Tegan And Sara

Hey, I'm Just Like You (2019)

Keegan

You don’t know what you’ve got ‘til it’s gone and you don’t realize how much you missed hearing guitar on a Tegan and Sara song until you get it back. That isn’t to say there weren’t some great, memorable tracks on 2013’s Heartthrob and (to a lesser extent) 2016’s Love You To Death but Hey, I’m Just Like You has a sound that feels like sinking back into the welcoming, warm embrace of fan-favourites like Sainthood, The Con, or So Jealous.

If Hey, I’m Just Like You sounds like a throwback, that’s because it is. While writing their new memoir High School, the Canadian duo found a set of tapes containing songs they’d recorded during their teenage years. Those songs, with what Sara Quin calls “only minor tweaks to lyrics and structure” were rerecorded and make up the twelve tracks on Hey, I’m Just Like You.

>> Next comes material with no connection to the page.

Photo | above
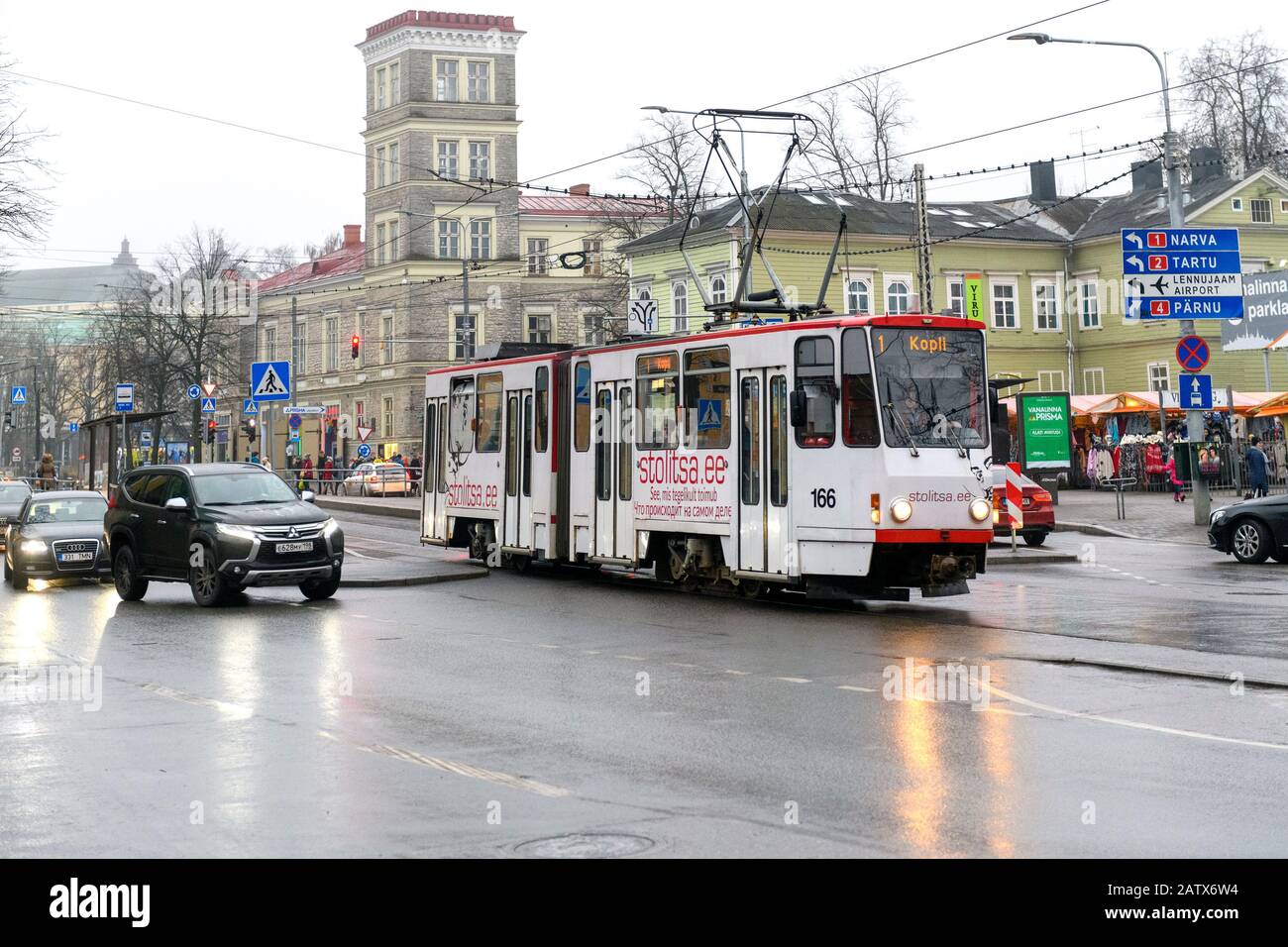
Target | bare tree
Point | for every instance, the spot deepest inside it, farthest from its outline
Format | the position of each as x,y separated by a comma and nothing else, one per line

None of that window dressing and expectation-tempering is necessary, however. Hey, I’m Just Like You is no collection of old demos and B-Sides, thrown together for side-by-side marketing with the new book. With almost no exceptions, the songs on it are capable of standing completely on their own merit. It’s a testament to the growth that the sisters have undergone as musicians that they’ve managed to produce such a polished sounding album from some of their first songwriting efforts and a testament to their raw talent as teenagers that the emotional bite of these songs is still poignant and sharp enough to cut through 30 years of production. That production is also a distillation of the sound they’ve been circling for their career, a coalescing of the two genres they listened to primarily during the writing of these songs: dance music and grunge merged into a sort of synth-grunge. Tension-building, hyper-literate verses explode into synth-washed, big-hook, cathartic choruses.

This formula is delivered to perfection on what, to me, is the standout track of the album, “We Don’t Have Fun When We’re Together Anymore”. A simple keyboard line gradually grows over the first verse before crashing into the beat of an undeniable chorus that surgically implants itself into the listener’s brain. Lyrically the song can do double duty as a break-up song or an ode to realizing that you’ve outgrown the antics of your social group but lines like ‘Have another drink, it'll make you cool / It'll make you you’ won’t stop you from dancing through it.

Other, more down-tempo numbers like “I Don’t Owe You Anything”, combine the guitar work of early T&S into the formula before returning to the big electronic pop choruses of their later output. There are a few times that the contrast gets turned up possibly a little too high, however. "Don't Believe the Things They Tell You (They Lie)" has, in addition to that title, a weirdly psychedelic guitar solo and its chorus features what can only be described as a drop. Lyrically, it shows its age a little bit; more simplistic than the sisters’ later output. That goes for the song "Keep Them Close 'Cause They Will Fuck You Too" as well, packed with tender bravado, it a lacks a certain nuance which is totally forgivable in a song written by a teenager.

Complaints like that one though are like fussing about your seat in a limousine. Don’t let it distract from how impressive this album is. What could have easily been a throw-in promotional item to help sell a book or a bit of esoterica for die-hard fans and no one else, is instead a strong entry into the Tegan & Sara catalog, capable of standing side by side with some of their best albums. It should appeal to fans who have been with them since the 90’s and has enough hooks to reel in a neophyte or two.